Mou sta con Ferrara 'In Italia allenatori eroi'
MILANO, 27 gennaio 2010
Inter, Juve e la Coppa Italia. L'appuntamento è per domani sera a San Siro: quarto secco di finale; chi vince passa. La sfida si ripete, ma con Ciro Ferrara sempre più in bilico. E Josè Mourinho non può fare a meno di commentare i numerosi cambi di panchina avvenuti dall'inizio del campionato. 'Se guardo - è la sua riflessione - da quando sono arrivato in Italia quanti allenatori sono gli stessi sulla stessa panchina, ne conto al massimo 5 o 6, Gasperini, Prandelli, Allegri e forse me ne dimentico al massimo uno o due, e questa è una cosa assolutamente incredibile. Un allenatore non può innovare, deve sopravvivere e questa è una cosa incredibile'. l portoghese assolve i tecnici italiani. 'Di certo non è colpa loro che sono bravi e di qualità.
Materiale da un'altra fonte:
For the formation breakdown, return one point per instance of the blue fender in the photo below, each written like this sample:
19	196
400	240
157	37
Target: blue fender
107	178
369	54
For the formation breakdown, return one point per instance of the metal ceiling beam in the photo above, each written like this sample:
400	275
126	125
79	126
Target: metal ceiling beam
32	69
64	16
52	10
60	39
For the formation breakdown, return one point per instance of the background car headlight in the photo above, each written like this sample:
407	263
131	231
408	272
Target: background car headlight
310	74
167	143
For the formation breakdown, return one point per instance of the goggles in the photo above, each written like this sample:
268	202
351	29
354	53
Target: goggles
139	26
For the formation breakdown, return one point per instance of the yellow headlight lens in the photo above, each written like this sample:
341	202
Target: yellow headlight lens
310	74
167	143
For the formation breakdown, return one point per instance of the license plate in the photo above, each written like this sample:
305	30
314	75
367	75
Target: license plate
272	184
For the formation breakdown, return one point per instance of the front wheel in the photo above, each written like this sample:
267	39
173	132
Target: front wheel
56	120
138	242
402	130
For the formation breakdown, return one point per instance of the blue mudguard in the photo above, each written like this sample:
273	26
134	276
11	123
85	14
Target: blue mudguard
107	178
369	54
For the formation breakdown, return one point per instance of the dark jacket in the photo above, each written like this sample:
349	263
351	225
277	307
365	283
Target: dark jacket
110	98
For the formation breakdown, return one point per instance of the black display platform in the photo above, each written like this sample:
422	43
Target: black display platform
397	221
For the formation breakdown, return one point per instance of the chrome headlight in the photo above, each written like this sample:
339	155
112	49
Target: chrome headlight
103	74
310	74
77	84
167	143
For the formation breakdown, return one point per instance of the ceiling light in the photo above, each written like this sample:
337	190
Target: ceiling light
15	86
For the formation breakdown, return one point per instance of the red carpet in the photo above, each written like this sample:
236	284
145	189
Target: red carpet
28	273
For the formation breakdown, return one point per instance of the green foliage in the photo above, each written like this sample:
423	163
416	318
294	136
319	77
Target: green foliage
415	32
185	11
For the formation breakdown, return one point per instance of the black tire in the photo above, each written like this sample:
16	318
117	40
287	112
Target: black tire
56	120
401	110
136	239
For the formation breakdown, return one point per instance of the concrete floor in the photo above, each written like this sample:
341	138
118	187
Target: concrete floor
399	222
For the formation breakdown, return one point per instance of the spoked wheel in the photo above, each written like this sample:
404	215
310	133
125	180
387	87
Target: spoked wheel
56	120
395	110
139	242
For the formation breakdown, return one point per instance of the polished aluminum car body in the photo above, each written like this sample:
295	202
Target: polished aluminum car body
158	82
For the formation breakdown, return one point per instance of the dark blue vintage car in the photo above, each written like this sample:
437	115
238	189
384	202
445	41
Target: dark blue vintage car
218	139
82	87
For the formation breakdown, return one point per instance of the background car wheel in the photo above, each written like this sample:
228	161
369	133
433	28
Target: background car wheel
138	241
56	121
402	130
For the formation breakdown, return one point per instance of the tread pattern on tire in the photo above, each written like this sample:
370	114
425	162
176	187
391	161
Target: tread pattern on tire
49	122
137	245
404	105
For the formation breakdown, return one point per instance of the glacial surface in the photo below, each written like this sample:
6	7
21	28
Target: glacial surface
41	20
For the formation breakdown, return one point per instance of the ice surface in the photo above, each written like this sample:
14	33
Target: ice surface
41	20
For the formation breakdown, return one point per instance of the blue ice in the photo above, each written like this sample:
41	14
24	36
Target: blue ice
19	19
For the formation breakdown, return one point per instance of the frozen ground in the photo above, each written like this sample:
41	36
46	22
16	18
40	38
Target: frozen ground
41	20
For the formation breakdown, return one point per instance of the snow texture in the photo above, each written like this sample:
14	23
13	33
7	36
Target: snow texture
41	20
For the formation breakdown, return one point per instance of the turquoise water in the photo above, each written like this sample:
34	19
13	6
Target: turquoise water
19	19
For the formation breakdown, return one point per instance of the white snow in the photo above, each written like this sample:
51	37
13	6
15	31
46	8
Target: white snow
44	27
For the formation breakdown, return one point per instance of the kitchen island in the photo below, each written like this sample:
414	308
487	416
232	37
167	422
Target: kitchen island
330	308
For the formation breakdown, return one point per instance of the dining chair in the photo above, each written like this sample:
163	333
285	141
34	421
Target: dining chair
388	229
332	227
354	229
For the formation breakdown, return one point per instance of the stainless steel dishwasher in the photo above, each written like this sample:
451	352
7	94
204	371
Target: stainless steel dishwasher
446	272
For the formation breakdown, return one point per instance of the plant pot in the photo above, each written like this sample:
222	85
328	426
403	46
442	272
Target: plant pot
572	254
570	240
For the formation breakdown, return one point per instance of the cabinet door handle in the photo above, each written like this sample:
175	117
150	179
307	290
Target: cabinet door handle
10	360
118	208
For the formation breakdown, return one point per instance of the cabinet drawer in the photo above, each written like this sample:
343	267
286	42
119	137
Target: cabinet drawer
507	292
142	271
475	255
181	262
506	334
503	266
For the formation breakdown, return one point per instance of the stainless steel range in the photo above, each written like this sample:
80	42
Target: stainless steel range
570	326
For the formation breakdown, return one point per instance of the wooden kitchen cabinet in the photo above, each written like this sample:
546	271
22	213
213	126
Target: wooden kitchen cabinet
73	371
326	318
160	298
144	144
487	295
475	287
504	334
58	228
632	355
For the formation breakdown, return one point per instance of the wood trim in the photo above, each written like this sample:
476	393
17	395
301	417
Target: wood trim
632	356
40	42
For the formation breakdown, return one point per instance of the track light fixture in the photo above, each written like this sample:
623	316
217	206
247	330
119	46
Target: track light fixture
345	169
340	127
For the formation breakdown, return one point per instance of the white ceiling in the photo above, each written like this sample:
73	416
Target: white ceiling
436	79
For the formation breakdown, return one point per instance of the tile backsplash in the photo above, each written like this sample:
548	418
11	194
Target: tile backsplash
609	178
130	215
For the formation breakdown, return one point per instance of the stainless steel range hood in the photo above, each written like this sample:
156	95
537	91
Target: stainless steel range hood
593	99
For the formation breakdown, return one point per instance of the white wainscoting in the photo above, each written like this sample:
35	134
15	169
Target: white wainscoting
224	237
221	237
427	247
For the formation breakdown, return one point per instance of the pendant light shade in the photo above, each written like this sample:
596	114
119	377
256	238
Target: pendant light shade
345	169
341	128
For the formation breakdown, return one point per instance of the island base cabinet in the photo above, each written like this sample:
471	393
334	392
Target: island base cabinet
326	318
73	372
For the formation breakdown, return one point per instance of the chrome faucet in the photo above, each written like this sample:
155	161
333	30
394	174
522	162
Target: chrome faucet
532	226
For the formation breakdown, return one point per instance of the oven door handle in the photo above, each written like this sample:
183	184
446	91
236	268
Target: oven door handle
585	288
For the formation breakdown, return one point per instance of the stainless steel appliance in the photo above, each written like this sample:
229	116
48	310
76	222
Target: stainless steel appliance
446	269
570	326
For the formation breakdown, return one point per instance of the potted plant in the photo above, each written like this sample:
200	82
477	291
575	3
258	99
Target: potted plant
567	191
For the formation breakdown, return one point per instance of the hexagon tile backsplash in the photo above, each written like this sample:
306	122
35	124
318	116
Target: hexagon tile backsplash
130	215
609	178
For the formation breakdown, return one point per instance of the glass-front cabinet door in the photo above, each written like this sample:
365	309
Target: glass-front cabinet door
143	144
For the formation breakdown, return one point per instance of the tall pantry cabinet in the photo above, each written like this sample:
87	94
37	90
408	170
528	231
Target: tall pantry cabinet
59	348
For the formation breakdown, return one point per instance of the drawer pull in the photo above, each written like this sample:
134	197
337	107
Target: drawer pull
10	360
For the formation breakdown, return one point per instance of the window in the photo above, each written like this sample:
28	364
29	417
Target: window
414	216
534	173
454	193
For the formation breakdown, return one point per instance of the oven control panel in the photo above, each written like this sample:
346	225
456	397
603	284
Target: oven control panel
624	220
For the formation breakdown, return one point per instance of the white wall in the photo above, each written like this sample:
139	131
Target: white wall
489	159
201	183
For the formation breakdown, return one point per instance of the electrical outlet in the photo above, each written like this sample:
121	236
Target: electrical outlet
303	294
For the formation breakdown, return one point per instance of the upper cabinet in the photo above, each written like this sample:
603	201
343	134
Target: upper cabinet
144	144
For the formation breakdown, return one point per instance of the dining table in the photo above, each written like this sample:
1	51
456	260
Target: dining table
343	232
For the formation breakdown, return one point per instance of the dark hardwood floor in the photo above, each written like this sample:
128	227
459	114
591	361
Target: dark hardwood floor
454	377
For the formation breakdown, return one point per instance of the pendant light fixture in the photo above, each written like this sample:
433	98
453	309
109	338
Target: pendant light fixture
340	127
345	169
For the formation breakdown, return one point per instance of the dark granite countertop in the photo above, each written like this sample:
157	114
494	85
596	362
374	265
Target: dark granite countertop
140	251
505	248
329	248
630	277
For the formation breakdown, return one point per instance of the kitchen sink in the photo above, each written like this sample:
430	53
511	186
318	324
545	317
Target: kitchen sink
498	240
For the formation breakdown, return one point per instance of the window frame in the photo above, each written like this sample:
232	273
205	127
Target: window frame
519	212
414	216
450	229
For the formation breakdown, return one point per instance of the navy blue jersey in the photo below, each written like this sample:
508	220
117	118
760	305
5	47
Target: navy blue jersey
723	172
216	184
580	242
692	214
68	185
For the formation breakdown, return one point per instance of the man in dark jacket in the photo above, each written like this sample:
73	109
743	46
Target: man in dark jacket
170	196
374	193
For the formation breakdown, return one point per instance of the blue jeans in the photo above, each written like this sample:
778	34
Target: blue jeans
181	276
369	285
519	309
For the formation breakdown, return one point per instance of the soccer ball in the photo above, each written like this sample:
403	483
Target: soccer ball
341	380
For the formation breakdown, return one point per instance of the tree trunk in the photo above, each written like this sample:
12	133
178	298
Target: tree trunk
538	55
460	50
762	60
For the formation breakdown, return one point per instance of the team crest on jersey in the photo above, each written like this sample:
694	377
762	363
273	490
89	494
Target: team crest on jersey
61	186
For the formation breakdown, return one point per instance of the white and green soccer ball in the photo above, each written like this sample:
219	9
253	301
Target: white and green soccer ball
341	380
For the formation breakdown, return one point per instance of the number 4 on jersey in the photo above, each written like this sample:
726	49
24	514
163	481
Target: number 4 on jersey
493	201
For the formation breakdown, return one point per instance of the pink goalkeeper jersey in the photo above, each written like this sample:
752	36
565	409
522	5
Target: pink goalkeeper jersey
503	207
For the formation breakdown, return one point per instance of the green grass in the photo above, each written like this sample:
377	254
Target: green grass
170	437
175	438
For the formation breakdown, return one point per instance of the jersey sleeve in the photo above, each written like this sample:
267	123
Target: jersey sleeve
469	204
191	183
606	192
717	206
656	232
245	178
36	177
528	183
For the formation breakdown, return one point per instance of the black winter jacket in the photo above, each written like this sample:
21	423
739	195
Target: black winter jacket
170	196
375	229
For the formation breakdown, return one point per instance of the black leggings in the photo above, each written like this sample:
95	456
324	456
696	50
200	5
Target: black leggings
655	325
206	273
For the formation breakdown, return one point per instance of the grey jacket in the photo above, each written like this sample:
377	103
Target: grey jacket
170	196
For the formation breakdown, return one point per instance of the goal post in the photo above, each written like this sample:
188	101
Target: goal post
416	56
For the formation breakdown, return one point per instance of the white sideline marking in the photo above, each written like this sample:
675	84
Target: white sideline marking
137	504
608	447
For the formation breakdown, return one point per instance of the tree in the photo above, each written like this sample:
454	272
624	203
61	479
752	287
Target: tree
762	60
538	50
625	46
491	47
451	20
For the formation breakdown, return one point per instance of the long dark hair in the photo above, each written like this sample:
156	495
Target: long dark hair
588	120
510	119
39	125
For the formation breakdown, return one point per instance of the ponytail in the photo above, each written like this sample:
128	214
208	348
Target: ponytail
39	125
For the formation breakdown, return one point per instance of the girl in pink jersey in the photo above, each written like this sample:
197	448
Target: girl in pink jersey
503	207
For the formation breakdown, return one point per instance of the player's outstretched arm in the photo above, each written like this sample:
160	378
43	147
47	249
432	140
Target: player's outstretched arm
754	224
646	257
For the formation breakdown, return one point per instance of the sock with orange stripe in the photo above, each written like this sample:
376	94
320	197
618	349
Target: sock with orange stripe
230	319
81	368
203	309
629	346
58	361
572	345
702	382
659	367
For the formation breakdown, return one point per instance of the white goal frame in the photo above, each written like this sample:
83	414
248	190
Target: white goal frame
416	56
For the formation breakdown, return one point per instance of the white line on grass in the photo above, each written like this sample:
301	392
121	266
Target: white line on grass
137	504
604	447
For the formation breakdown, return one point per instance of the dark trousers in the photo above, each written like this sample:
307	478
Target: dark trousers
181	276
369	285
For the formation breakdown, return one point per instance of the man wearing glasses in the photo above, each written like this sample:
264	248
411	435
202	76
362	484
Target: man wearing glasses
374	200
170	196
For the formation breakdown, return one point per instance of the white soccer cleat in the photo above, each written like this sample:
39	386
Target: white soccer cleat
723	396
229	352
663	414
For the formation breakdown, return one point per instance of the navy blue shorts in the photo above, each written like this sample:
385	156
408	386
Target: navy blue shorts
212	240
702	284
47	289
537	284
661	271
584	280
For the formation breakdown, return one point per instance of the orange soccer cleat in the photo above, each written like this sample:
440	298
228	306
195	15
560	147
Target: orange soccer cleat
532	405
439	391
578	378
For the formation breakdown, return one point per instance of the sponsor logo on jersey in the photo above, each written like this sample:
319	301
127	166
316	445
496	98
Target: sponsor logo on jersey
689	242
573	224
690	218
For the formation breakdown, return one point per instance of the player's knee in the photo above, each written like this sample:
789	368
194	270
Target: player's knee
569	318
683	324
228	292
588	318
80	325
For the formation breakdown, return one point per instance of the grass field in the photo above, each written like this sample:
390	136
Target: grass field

Forse ci sono troppi soldi nel calcio e i club hanno i soldi per pagare tanti allenatori.'. Su Ciro Ferrara una frase eloquente: 'In Italia un allenatore che inizia e finisce il campionato sulla stessa panchina non è un allenatore, ma un eroe. Tutti i tecnici vivono momenti belli e altri più difficili e in questo momento Ferrara non vive una situazione facile'.
juve pericolosa
Mou entra poi nella partita e invita alla prudenza. 'È una gara molto pericolosa. La Juve è una squadra di grande qualità. Ci sono due rischi: c'è la difficoltà di giocare due partite al massimo in pochi giorni e c'è il pericolo di dimenticare che domani non giochiamo una gara di campionato. Domani non abbiamo 16 punti di vantaggio, abbiamo le stesse possibilità di vincere la competizione che ha la Juve', dice Mou. Insomma, contro la Juve servirà la massima attenzione. Partita così difficile che ha deciso di convocare anche Samuel Eto'o, appena eliminato con il suo Camerun dalla Coppa d'Africa: 'Arriverà oggi, parleremo e vedremo com'è la sua condizione fisica e mentale e se sarà disponibile per giocare domani'.
stoccate post-derby
Infine le polemiche post-derby. 'Adesso non dico niente, dico solo che ho ricevuto un altro regalo di compleanno dalle entità ufficiali, l'anno scorso una squalifica per il mio compleanno, adesso un deferimento. Non commento perché dovrò andare a parlare con chi di dovere, non con voi quindi'. Ma non rinuncia ad aprire una parentesi su Sneijder. squalificato per due giornate. 'Avrei preferito averlo, ma lo sapevo che sarebbe andata così. Ho rivisto la gara più volte e mi sono emozionato quando alla fine della gara, nel recupero, ho visto che Borriello ha insultato l'arbitro e Rocchi non ha fatto niente, anzi, gli ha preso la faccia con le mani con un gesto quasi affettuoso...Non capisco, davvero...'. Infine la chiosa sulla serie A. 'Oggi è anche mia, un giorno sarà sempre vostra, come oggi il campionato portoghese continua a essere mio. Io voglio il miglior campionato possibile per me stesso che ora lavoro qui, ma sarà sempre il vostro campionato, e io lo vorrei con più bellezza e credibilità, con più tutto, tutto qui'.